2017 Calvin Awards: Best Screenplay
By Reagen Sulewski
February 24, 2017
Taking first place by a big margin, and with nearly half of the first place votes, is Eric Heisserer's script for Arrival. A beautifully constructed puzzle box of a film, it took the fertile concept of first contact, embedded the most thorough and yet fascinating discussion of linguistics in blockbuster history within it, and still found room for a heartbreaking personal story. That rare mix of pulse-pounding thriller and thought-provoking drama, Arrival dazzled us with its story and grand ideas.
Second spot goes to a more conventional thriller, Hell or High Water by Taylor Sheridan. A modern take on the bank robbery film, it also had some tricks up its sleeve, and gave us a look into the heart of those left behind in the modern economy, with sharp ideas about the generational cost of grinding poverty. Mixed in with this are a colorful cast of southern kooks and misfits, both of the classic and modern varieties, given some of the best banter and interplay outside of a Coen Brothers movie, and you have a tremendous screenplay as a result.
Kenneth Lonergan's script for Manchester by the Sea finds third place, with its heartbreaking tale of regret and loss. Lonergan has a natural talent for humanizing the misfits and damaged people of this world, and this script is perhaps his finest example to date, descending upon a family broken by tragedy in both the past and present, and linking those together to make a script that's both intimate and grand at the same time.
Fourth spot goes to La La Land, by Damien Chazelle. In some ways a simple script as most musicals tend towards, that simplicity masks a deeper look into passion, both of the personal and professional kinds, and how those two can collide.
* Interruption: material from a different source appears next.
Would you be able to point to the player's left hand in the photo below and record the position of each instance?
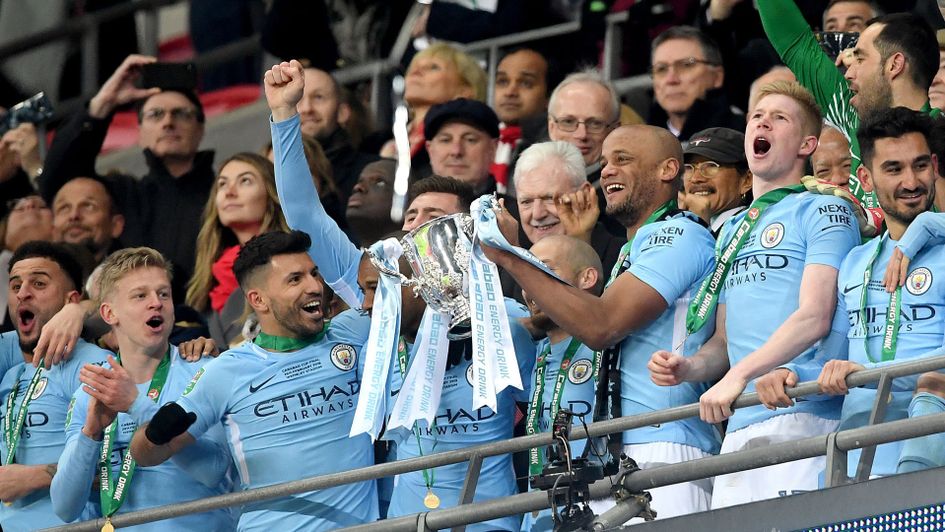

Eventually, a clever structure bends the film back on itself to make us reconsider everything we've seen so far, and creates the perfect bittersweet ending.
Moonlight's coming-of-age drama winds up in fifth. Barry Jenkins' story follows a young, gay black man from youth to adulthood, and the trials and tribulations of being doubly minority. Its non-linear structure turns the film into poetry about what it is to be a man, and the powerful influences that can shape lives, especially for those on the fringes.
Sixth place goes to Shane Black and Anthony Bagarozzi for The Nice Guys, fashioning a '70s detective story for modern sensibilities. Filled with Black's trademark crackerjack hilarious and caustic dialogue, it also makes for a great shaggy dog story.
Seventh spot is the reward for Yorgos Lanthimos and Efthymis Filippou's absolutely bonkers script for The Lobster. Set in a world where couplehood is enforced by law, or else you're transformed into an animal, its world building is beyond compare and creates a biting satire about the demands of society. Conceptually, it's one of the year's most daring scripts.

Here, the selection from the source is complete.